Wednesday, February 25, 2009

T-what?

I can't say I enjoyed this week's reading, but I did understand some of it.

L&A
I was fascinated by the study by Paul Diedrich using scorers from across a broad spectrum to grade essays to look for some method of consistency. This would make a fascinating study among high school teachers within the same school and grade level. I've been a scorer at the state level and almost a whole day was spent making sure we were trained to be consistent in our scoring.

The section on subject selection made clear some of last week's reading on representative samples. I liked the quick mathematical rule for quantified research, "Generally a safe number is at least ten times as many subjects as variables" (84). This makes sense. You have to make sure things don't happen by chance alone and this number tries to ensure that. Then you have to make sure, with a random sampling, to overcome the problem of people dropping out of the study or not getting enough people from the sample to respond. The term "representative" becomes very important.

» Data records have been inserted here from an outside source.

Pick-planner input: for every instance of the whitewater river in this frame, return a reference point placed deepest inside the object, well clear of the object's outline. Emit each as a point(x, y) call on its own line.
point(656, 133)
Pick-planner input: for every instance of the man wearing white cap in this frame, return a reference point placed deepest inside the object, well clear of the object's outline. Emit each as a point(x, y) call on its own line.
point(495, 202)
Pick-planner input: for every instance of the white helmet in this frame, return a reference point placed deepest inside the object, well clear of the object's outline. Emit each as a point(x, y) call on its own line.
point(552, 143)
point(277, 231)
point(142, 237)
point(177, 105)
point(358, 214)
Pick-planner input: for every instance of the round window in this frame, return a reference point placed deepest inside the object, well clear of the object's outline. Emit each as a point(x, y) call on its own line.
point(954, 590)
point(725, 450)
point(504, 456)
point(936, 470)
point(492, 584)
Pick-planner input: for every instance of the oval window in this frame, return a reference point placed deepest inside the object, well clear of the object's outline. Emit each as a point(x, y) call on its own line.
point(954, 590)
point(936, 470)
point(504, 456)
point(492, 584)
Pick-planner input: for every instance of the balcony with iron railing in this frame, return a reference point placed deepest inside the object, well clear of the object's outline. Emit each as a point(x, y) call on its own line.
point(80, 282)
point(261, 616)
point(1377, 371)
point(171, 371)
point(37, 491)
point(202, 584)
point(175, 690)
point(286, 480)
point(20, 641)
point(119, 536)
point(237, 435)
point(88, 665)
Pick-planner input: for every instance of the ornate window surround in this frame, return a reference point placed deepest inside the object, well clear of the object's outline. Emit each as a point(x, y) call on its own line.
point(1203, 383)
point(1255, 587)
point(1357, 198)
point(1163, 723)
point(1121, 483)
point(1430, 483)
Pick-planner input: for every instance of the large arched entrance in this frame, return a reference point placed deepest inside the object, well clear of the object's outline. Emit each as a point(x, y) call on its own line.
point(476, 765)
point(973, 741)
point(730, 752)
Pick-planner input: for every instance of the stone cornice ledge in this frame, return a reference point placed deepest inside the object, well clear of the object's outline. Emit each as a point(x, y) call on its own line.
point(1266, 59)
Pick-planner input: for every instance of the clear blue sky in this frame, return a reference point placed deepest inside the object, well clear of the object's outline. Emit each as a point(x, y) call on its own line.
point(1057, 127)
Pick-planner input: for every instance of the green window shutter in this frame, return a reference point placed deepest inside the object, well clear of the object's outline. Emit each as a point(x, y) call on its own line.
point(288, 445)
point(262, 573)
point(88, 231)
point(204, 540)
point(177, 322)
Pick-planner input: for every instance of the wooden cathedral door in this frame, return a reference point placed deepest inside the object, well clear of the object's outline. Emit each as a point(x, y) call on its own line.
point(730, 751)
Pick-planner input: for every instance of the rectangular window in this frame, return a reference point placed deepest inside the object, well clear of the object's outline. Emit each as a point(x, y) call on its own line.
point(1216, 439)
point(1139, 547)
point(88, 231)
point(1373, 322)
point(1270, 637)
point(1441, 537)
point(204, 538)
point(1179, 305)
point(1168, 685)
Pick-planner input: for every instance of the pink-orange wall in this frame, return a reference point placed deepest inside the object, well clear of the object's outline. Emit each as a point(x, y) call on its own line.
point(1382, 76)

There was a lot in this I did not understand. I feel like I missed Algebra I and II and now I'm being promoted to Calculus class without the fundamentals. What is "passive construction per T-unit" (90) and I'm completely lost by the first paragraph under Correlation on page 93. I'm glad I don't have to present this material!

In K&S I got caught up in the questions procedure of the 7th grade teacher who wanted to examine the value of teacher-student dialogue journals. She asked series of questions such as, "To what degree did the students elaborate on their entries?" then later, "She used these questions to devise some interview questions, attitude scales, and categories for analyzing the journal exchanges" (222). Here it's clear that the questions are just as important as the answers. Her initial questions were used to develop further quantitative research strategies. I think this connects to what Sandy asks in her blog about the relevance of "the extent to which non-academic writers were sensitive to rhetorical issues..." (L&A 83). It would help to know what the questions were that incited this study, because they certainly aren't obvious from the material we are given.

There was a great deal here I did not understand either. What's a regular ANOVA? What is a 2x2 design?

I would like to read Martin Nystrand's study "Making it Hard" because of the value it seems to place on longer responses to literature (231) and how about the use of "you" in improving literary interpretation responses! (232). Who would have thought?

I know I'm getting caught up in the content of these studies rather than the how to's and mathematical formulas. These leads me to ask more questions. Since most English and composition teachers are right-brained (yes, I know that's a generalization for which I have no quantifiable data), how many studies go undone because we, as a group, can't or won't get caught up in T-cells, 2x2 designs, or variables? I keep thinking of going into partnership with my friend Kay, a math teacher, who lives for probability and statistics.